Human Rights
5
 min read

AI Abuse in Schools

AI abuse in schools is now a safeguarding issue. Pupil photographs can still celebrate achievement, confidence and school life, but the risk has changed. Images shared on websites, newsletters and social media can now be copied, altered, sexualised or used in blackmail attempts. The answer is not to erase children from public life. The answer is better consent, safer image use, regular review and stronger safeguarding judgment.

Written by

Aneeta Prem

Published on

May 9, 2026

AI Abuse in Schools: Why Pupil Photos Need a New Safeguarding Standard

AI abuse in schools is not a reason to remove every image

Schools, charities and community organisations use real photographs for good reasons. Images can show children learning, young people leading, volunteers helping, patients being supported and communities coming together. They can build trust, show impact and give dignity to people whose stories deserve to be seen.
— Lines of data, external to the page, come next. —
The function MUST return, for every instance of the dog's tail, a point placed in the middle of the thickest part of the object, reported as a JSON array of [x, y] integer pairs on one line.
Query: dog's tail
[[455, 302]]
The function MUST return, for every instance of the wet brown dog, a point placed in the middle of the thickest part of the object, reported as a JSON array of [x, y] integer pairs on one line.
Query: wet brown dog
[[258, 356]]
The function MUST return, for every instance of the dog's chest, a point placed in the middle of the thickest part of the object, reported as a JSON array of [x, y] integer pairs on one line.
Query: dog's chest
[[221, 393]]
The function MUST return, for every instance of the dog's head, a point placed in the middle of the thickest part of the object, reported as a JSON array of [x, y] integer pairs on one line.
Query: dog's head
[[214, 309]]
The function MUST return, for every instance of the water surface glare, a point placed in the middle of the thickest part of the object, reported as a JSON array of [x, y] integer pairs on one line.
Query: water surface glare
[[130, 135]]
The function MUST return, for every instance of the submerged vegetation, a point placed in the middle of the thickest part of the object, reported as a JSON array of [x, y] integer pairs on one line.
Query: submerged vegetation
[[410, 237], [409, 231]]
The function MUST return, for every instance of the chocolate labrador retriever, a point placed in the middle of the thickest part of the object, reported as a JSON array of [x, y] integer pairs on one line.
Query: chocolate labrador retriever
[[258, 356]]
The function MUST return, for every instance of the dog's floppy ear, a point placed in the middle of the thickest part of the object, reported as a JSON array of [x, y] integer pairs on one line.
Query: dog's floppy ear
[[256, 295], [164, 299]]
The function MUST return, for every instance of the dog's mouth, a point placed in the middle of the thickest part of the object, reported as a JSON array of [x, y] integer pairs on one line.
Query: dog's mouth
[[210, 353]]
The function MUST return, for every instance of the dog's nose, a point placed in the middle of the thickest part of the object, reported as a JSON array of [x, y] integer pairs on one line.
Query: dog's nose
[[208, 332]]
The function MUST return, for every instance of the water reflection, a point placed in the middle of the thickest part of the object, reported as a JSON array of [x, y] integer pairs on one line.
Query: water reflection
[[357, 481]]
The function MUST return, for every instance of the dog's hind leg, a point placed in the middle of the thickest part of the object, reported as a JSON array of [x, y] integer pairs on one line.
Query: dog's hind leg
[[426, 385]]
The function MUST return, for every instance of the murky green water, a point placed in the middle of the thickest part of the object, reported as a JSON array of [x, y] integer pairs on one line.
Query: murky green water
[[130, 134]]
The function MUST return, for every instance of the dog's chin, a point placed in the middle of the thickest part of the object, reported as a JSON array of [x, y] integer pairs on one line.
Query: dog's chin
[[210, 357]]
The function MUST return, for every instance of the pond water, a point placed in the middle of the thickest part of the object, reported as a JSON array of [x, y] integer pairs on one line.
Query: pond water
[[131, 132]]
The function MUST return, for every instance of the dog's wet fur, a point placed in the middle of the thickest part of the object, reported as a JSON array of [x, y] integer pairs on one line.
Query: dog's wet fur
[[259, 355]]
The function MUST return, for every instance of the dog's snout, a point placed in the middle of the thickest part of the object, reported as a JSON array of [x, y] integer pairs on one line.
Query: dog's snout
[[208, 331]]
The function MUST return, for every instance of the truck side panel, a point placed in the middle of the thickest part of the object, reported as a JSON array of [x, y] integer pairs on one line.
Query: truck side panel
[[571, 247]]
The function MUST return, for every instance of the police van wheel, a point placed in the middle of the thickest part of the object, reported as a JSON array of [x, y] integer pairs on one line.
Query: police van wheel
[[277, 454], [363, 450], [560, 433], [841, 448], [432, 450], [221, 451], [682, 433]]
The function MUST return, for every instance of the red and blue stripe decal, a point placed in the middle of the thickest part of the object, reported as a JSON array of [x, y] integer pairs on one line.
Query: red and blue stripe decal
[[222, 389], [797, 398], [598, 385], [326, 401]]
That must not be dismissed.

The issue is not whether images should ever be used. The issue is whether organisations now use them carefully enough for the AI age.

The UK Safer Internet Centre has briefed schools on image safety after concerns about AI blackmailers using pupil images from websites and social media. Its guidance focuses on managing children’s image security, not banning all photographs. It asks schools to think more carefully about how images are shared, protected and reviewed.

That is the right balance. Visibility matters. Safeguarding matters too.

Why pupil photos now carry a different risk

For years, schools have used photographs to celebrate achievement. A sports day picture. A class project. A student award. A school trip. Most of that use has been positive and well intentioned.

However, good intent is no longer enough.

AI tools have changed what can happen to an image after it leaves the organisation’s control. A clear photograph can be copied, manipulated and misused. A child’s name, uniform or school identity can add further risk. A public image can become material for humiliation, coercion or extortion.

That does not mean every image is unsafe. It means the risk assessment has changed.

The old question was:

Do we have permission to use this photograph?

The new question must be:

Is this image necessary, proportionate, consented to, reviewed and safe enough to publish in the current digital environment?

That is a higher standard, but it is not an impossible one.

Responsible image use is still possible

Responsible image use should not disappear from schools, charities or public-interest work. Children and young people should not become invisible because criminals abuse technology. Survivors, patients, volunteers and campaigners should not be erased from public life because risk exists.

The task is to reduce avoidable risk.

That means choosing images with care. It means avoiding unnecessary full names. It means checking whether a child’s school, location, routine or vulnerability is too visible. It means reviewing old galleries and removing images that no longer need to remain online. It also means giving parents, carers, children and adults a clear route to ask for an image to be removed.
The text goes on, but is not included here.